News: Construction Design & Engineering

Boston can still win: The vision for a better city

Over the next weeks and months as we reflect with hindsight on Boston's unsuccessful move to bring the 2024 Olympic Summer games to our abundant city, it is easy to play the Monday morning quarterback. Against a wave of unpopularity in the stadium of public opinion, our Boston business leaders stood up to the world body and voiced strong support in favor of the bid noting the benefit to the Commonwealth and its diverse population. Although our time is not just yet, we are reminded that much good can still come from the doors that were opened by the Boston 2024 proposal. Boston is envied across the world for its hospitals, universities and technology, and is nearly ready to be a major player on the global stage; but there is still work to be done.

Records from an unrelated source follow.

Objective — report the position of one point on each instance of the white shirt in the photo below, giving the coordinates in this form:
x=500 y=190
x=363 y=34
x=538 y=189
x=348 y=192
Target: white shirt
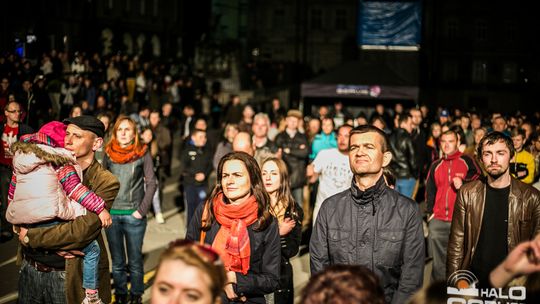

While the naysayers claim that the pursuit of the Summer Olympic Games was strictly about global notoriety and would have resulted in financial disaster, it also offered an opportunity to pull together around a common vision for our great city. The Olympic venue feasibility study envisioned an accessible network of revitalized districts that would form a truly "walkable" Boston. What once seemed like a utopian Bay State fantasy grew into the first-ever potentially realizable attempt at building a cohesive city for all. This future Boston requires that public and private institutions and developers work together with city planners and share resources. For example, why can't the positive energy created from the proposed Olympic Village live on as the future affordable housing that Boston so desperately needs? The big picture concepts that characterized the Olympic bid, like collaboration, sustainability and urban renewal, can live on as does the eternal flame. Experiencing Boston's growth one building project at a time over the last thirty years, it was refreshing for me to see an exciting, actionable solution for uniting the city. As Imagine Boston embarks on its first citywide master plan in fifty years, let us continue to partner to fulfill this vision. In doing so, the five interlocking rings can remain in Boston as symbol of the shared values of our community. John Cannistraro Jr. is president of J.C. Cannistraro, Watertown, Mass.